I purchased some pink cure #1, from a meat shop but it did not come with instructions on how much to use (quantities).  I looked it up online and came up with many conflicting results.  However, I used a recipe I found online to cure a pork picnic for 24 hours, then soaked it in water to remove excess salt.  It is still smoking but now I am worried that maybe I messed up and want to get some professional opinions.

The recipe is as follows:

For an 8.5 lb pork picnic I used

1 gallon of water

3/4 cup brown sugar

1/4 cane syrup

1/2 cup kosher salt

3 TABLESPOONS of PP#1 (6.25%)

Let soak overnight, then wash off and soak in water for an hour. 

Dry rub with traditional rub and brown sugar.

I have read where people say use 6 TBS of PP#1 per gallon, but I still worry.  The pork picnic is still smoking but I would rather throw it out then make someone sick.

Thoughts,

Do you think I am good to serve the picnic.  I have learned my lesson and will be buying a scale ASAP before I do anymore smoking.

Thanks.

Ivy


----------



## daveomak (Oct 31, 2015)

Ivy, morning....   If I understand correctly, the picnic is on the smoker....   Keep cooking it...  cook it until you have an internal temp of around 160-165...  that's where I cook them too...   The recipe you found on the internet, throw it away and forget it...    
Your picnic will be a smoked, cooked leg of pig....  

Below are two threads where I made hams from picnic legs...   The method is a little different in that you inject the exact amounts of salt, sugar and cure into the meat that you need for proper processing and flavor...   no worrying or waiting for adsorption to take place...  I did my best to explain the whys....   If you have any questions, please feel free to ask.....    Dave

http://www.smokingmeatforums.com/t/233988/picnic-shoulder-into-a-ham-9-13-update-money

http://www.smokingmeatforums.com/t/236375/ham-from-fresh-picnics-update-10-21-money


----------



## dennyman100 (Oct 31, 2015)

Dave,

Thanks for the response.  So that picnic will be safe to eat and serve to my guests?
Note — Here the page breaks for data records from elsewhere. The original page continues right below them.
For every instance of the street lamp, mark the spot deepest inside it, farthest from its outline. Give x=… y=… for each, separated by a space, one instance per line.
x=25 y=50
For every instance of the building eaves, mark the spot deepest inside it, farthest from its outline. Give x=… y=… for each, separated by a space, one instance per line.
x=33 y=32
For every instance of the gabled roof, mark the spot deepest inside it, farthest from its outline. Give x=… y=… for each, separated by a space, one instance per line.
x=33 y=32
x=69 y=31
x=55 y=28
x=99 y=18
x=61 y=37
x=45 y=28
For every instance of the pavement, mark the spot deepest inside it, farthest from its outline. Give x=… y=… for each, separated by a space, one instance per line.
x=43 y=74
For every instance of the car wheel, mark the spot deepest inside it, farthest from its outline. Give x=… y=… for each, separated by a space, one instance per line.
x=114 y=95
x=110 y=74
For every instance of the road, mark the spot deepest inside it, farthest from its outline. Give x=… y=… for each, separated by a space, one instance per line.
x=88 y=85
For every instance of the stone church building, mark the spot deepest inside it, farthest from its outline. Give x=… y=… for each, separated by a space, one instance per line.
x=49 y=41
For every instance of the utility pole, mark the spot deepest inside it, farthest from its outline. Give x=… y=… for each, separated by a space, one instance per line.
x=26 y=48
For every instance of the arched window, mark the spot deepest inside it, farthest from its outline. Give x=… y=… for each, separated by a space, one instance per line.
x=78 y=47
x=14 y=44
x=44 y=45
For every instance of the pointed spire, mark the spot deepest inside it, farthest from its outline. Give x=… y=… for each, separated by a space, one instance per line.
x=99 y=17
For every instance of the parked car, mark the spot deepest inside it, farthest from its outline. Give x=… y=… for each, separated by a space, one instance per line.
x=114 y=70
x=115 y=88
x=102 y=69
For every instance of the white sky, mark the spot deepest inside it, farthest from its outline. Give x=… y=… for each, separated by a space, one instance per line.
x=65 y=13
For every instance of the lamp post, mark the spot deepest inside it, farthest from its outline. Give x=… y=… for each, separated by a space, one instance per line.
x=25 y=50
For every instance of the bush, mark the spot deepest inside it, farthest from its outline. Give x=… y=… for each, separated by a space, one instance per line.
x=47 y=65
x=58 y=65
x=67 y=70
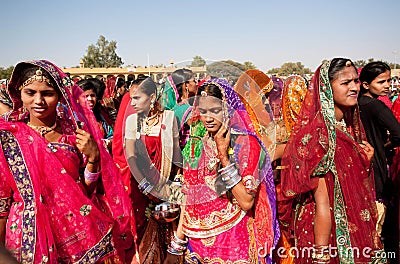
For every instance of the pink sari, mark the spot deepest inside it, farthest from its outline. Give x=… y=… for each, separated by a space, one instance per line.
x=49 y=174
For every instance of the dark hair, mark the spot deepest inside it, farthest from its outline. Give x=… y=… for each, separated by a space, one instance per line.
x=148 y=86
x=120 y=82
x=211 y=90
x=180 y=77
x=370 y=71
x=337 y=64
x=94 y=84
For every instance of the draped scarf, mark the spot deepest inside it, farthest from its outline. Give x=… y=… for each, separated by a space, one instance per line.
x=73 y=111
x=240 y=123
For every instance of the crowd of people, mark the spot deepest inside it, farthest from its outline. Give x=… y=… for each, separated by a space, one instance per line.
x=263 y=170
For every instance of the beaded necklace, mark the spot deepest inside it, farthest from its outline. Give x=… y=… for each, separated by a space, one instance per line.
x=42 y=130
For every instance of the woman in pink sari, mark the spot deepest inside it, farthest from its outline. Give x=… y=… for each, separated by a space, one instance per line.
x=229 y=208
x=51 y=211
x=327 y=173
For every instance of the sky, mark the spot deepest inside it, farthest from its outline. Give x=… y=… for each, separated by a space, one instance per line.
x=266 y=33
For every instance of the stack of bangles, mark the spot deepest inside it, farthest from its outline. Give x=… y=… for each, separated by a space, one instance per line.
x=230 y=176
x=145 y=187
x=91 y=176
x=177 y=246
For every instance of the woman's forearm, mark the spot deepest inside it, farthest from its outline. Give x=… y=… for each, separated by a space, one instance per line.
x=3 y=221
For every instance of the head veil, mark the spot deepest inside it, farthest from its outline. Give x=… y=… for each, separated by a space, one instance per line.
x=240 y=123
x=252 y=88
x=73 y=112
x=170 y=100
x=294 y=92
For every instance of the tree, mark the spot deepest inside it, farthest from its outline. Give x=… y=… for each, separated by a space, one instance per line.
x=289 y=68
x=227 y=69
x=5 y=73
x=249 y=65
x=197 y=62
x=102 y=54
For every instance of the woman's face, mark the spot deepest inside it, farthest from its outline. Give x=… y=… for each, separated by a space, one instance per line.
x=91 y=98
x=192 y=86
x=211 y=113
x=40 y=100
x=380 y=86
x=345 y=87
x=141 y=102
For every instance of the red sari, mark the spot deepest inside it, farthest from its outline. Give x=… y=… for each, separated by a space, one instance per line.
x=316 y=149
x=81 y=228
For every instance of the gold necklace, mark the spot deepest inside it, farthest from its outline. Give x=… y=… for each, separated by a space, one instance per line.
x=341 y=125
x=42 y=130
x=209 y=143
x=146 y=127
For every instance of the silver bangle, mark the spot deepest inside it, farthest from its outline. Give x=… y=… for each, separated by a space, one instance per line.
x=233 y=181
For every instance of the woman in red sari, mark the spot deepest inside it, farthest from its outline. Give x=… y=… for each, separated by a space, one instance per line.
x=326 y=160
x=45 y=200
x=229 y=208
x=151 y=146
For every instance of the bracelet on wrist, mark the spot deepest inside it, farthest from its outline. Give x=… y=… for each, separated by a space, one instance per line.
x=94 y=162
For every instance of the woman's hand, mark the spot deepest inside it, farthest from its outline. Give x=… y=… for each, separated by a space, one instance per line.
x=173 y=259
x=368 y=149
x=86 y=144
x=109 y=102
x=222 y=138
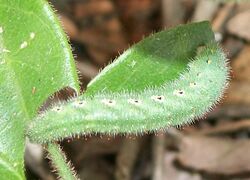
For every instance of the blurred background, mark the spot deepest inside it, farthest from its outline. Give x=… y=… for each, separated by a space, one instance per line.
x=216 y=147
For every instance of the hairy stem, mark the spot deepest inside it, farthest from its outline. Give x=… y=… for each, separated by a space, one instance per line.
x=64 y=169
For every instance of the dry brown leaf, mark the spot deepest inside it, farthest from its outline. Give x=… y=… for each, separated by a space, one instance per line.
x=215 y=155
x=239 y=25
x=241 y=65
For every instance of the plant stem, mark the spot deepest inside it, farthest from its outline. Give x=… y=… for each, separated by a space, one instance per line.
x=58 y=158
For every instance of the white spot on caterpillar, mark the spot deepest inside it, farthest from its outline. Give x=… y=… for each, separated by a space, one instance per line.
x=158 y=98
x=192 y=84
x=108 y=102
x=134 y=102
x=179 y=93
x=209 y=61
x=32 y=35
x=79 y=104
x=24 y=45
x=56 y=108
x=1 y=30
x=133 y=63
x=6 y=50
x=2 y=62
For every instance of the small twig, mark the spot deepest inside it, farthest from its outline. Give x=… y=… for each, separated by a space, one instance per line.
x=64 y=170
x=126 y=158
x=158 y=156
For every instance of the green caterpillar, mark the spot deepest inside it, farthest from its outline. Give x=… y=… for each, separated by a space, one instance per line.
x=174 y=103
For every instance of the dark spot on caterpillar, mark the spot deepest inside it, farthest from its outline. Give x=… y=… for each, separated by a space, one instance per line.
x=158 y=98
x=181 y=92
x=209 y=61
x=108 y=102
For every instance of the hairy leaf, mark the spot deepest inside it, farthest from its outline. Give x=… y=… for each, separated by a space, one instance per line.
x=35 y=61
x=173 y=91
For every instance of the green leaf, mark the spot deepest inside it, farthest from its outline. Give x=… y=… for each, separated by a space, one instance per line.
x=173 y=91
x=154 y=61
x=35 y=62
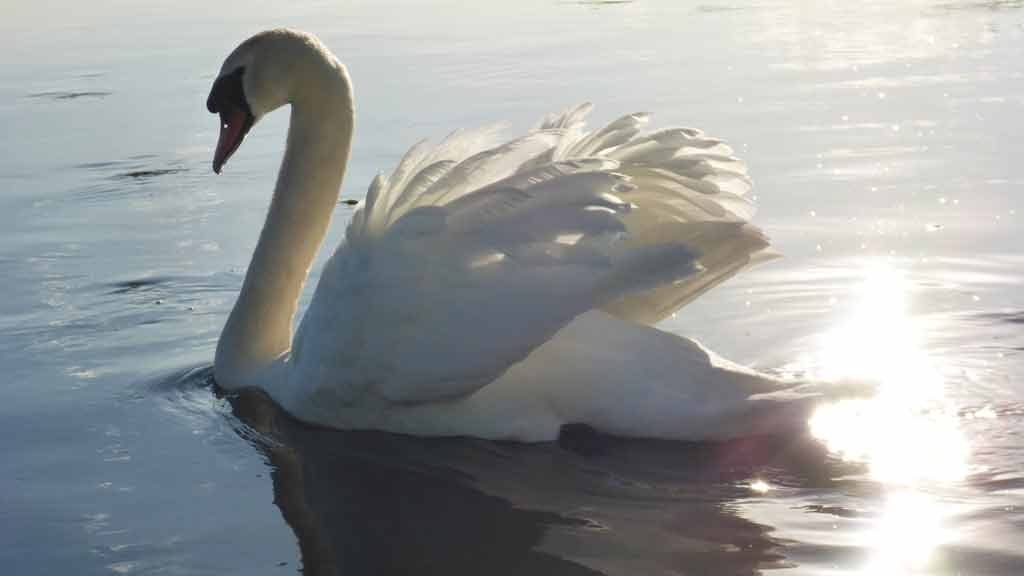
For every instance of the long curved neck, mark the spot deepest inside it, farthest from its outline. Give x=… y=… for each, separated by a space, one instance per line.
x=259 y=328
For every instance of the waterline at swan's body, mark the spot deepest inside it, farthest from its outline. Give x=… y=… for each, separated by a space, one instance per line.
x=484 y=288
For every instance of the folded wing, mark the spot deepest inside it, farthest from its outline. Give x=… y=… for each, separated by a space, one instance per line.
x=470 y=255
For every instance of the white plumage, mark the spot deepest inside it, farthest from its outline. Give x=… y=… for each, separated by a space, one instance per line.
x=503 y=289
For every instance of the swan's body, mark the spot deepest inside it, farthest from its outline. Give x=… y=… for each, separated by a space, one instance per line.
x=498 y=292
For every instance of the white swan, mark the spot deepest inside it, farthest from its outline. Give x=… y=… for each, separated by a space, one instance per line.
x=497 y=291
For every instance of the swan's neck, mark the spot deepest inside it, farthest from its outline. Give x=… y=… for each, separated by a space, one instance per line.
x=259 y=329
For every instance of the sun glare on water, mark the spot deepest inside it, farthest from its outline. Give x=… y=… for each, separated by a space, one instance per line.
x=907 y=434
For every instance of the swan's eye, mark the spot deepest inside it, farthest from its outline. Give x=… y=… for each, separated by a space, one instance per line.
x=228 y=99
x=228 y=93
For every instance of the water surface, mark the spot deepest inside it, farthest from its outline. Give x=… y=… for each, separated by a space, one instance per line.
x=884 y=141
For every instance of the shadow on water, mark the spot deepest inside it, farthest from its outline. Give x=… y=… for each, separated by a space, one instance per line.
x=364 y=502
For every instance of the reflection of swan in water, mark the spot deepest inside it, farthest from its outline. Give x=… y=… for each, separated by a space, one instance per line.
x=364 y=502
x=491 y=291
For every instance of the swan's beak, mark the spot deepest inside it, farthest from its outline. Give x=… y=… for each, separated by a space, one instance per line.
x=235 y=125
x=227 y=97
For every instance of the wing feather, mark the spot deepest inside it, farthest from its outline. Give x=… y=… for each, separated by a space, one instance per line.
x=509 y=243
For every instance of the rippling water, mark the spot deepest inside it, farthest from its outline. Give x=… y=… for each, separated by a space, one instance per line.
x=884 y=140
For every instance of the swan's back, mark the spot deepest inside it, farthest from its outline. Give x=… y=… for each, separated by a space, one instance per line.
x=470 y=255
x=685 y=188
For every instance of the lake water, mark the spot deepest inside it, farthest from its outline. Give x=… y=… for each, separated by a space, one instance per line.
x=884 y=138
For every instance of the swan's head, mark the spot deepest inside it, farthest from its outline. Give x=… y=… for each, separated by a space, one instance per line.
x=257 y=78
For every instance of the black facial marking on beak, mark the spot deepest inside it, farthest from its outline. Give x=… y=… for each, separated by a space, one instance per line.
x=228 y=99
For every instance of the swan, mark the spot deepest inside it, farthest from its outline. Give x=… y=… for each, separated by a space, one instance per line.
x=499 y=290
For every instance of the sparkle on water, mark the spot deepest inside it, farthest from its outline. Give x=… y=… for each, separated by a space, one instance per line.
x=907 y=433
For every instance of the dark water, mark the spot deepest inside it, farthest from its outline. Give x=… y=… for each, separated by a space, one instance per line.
x=885 y=142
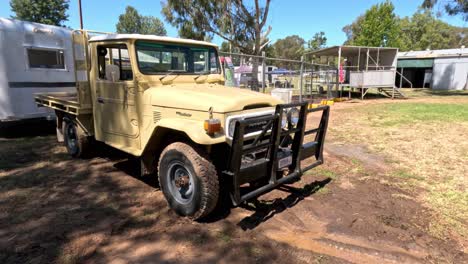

This is my first time making a large piece of meat so I started to worry when I thought about the masses.

Ivy.


----------



## daveomak (Oct 31, 2015)

Curing for 24 hours is only good for beef jerky... 1/4-3/8" thick strips...   If the ham had hide on it, I doubt it got through the hide....  pig skin is pretty much water proof....  The nitrite in cure #1 starts to dissipate or something like that at ~130 ish degrees...    don't know why... nobody ever says why or what happens to it....   

By the way, 3 TBS. of prague powder, cure #1 etc. at 6.25% nitrite is enough to properly cure 45#'s of meat...  1 tsp. is perfect for 5#'s...  give or take some exceptions to the rules....


----------



## dennyman100 (Oct 31, 2015)

Okie, Well you learn by mistakes.  Thanks for your responses.

Ivy


----------